If a rate limit is reached, the actor reports a clear error and suggests using a smaller run or token.
Integrations
You can connect the dataset to downstream tools.
- 📊 Send CSV exports to spreadsheets for market analysis.
- 🧩 Use Make or Zapier to trigger follow-up enrichment.
- 🗃️ Load JSON results into a warehouse or database.
- 📬 Feed repository lists into developer-relations workflows.
- 🔎 Combine repository URLs with other Apify actors for broader research.
API usage
Node.js
import { ApifyClient } from 'apify-client';const client = new ApifyClient({ token: process.env.APIFY_TOKEN });const run = await client.actor('fetch_cat/github-repositories-search-scraper').call({queries: ['apify'],language: 'javascript',maxResults: 25});const { items } = await client.dataset(run.defaultDatasetId).listItems();console.log(items);
Python
from apify_client import ApifyClientimport osclient = ApifyClient(os.environ['APIFY_TOKEN'])run = client.actor('fetch_cat/github-repositories-search-scraper').call(run_input={'queries': ['apify'],'language': 'javascript','maxResults': 25,})items = client.dataset(run['defaultDatasetId']).list_items().itemsprint(items)
cURL
curl -X POST 'https://api.apify.com/v2/acts/fetch_cat~github-repositories-search-scraper/runs?token=YOUR_APIFY_TOKEN' \-H 'Content-Type: application/json' \-d '{"queries":["apify"],"language":"javascript","maxResults":25}'
MCP usage
Use this actor from MCP-compatible tools through Apify MCP Server.
MCP URL:
https://mcp.apify.com/?tools=fetch_cat/github-repositories-search-scraper
Claude Code setup:
$claude mcp add apify-github-repositories "https://mcp.apify.com/?tools=fetch_cat/github-repositories-search-scraper"

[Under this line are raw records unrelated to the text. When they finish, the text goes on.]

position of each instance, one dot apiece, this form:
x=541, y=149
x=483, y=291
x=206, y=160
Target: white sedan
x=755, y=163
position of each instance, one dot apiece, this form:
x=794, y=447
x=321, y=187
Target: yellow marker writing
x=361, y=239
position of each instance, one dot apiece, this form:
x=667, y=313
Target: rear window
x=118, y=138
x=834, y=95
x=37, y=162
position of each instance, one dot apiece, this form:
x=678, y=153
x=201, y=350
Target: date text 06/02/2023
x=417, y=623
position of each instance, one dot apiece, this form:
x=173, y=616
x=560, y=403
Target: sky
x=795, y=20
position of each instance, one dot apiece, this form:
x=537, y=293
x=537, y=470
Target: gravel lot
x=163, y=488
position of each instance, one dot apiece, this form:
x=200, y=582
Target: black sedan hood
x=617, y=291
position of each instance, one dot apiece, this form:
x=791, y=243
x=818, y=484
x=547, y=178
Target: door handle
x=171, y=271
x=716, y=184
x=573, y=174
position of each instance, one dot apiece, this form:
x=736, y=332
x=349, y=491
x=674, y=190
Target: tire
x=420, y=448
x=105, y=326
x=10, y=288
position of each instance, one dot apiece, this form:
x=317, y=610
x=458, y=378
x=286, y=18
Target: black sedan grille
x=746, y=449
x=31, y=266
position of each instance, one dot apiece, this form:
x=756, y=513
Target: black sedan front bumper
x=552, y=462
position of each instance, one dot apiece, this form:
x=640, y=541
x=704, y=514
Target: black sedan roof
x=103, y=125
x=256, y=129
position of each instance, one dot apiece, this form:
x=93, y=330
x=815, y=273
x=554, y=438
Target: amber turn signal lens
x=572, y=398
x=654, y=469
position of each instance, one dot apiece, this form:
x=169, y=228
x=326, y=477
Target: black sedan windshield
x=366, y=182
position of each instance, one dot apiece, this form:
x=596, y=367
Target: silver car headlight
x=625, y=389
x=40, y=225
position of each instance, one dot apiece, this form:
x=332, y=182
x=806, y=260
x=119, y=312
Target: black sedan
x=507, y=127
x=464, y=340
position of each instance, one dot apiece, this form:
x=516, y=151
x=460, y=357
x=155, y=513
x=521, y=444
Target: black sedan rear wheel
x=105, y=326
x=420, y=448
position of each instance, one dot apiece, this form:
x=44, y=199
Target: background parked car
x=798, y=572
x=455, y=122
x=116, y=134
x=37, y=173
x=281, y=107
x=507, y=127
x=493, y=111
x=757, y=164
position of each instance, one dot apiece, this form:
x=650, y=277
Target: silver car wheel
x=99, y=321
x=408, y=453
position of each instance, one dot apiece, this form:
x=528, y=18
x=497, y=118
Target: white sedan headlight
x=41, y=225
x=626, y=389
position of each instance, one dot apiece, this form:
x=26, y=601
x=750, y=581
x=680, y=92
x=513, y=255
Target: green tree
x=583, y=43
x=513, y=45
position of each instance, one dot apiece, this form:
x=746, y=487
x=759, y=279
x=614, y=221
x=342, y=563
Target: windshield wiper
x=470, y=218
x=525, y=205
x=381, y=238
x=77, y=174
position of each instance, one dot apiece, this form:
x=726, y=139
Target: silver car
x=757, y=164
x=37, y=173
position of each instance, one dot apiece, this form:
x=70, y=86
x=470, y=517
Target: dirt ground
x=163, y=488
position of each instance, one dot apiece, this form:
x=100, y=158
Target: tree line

Claude Desktop JSON config:
{"mcpServers": {"apify-github-repositories": {"url": "https://mcp.apify.com/?tools=fetch_cat/github-repositories-search-scraper"}}}
Example prompts:
- "Find 25 JavaScript repositories about Apify and summarize the top owners."
- "Export popular Python repositories about web scraping to a table."
- "Search GitHub repositories for MCP tools and rank them by stars."
Data quality notes
Repository counts and metadata come from public GitHub repository records.
Stars, forks, issues, and timestamps can change over time.
Some repositories do not have a license, homepage, topics, or recent push timestamp.
Owner email is often unavailable because many GitHub users do not publish an email on their profile.
FAQ and troubleshooting
Why did my run return fewer repositories than requested?
The source may have fewer matching public repositories for your exact query, language, and topic filters.
Try removing a topic filter or using a broader query.
Why did I hit a rate limit?
Anonymous GitHub API traffic has stricter limits.
Use a smaller maxResults value or add a GitHub token for higher limits.
Do I need a GitHub token?
No for small anonymous public searches. For large runs or owner enrichment, provide a GitHub token because GitHub API limits are stricter without authentication.
Why are some fields empty?
Some public repositories do not provide homepage, license, topics, or owner profile details.
The actor keeps those fields empty instead of guessing.
Legality and responsible use
This actor extracts publicly available GitHub repository data.
Use the data responsibly and follow GitHub's terms, Apify's terms, and applicable laws.
Do not use exported data for spam, harassment, credential collection, or other abusive activity.
If you use owner details for outreach, comply with privacy and anti-spam rules in your jurisdiction.
Related scrapers
Explore related actors from the same Apify account:
- https://apify.com/fetch_cat/website-content-crawler-lite
- https://apify.com/fetch_cat/web-page-to-markdown-extractor
- https://apify.com/fetch_cat/google-news-scraper
- https://apify.com/fetch_cat/reddit-scraper
Changelog
0.1— Initial version for public GitHub repository search exports.
Need help?
If a query behaves differently than expected, start with a small maxResults value and inspect the dataset.
Then adjust language, topic, sort, and order settings.
For larger enriched runs, use a GitHub token and keep your first test small.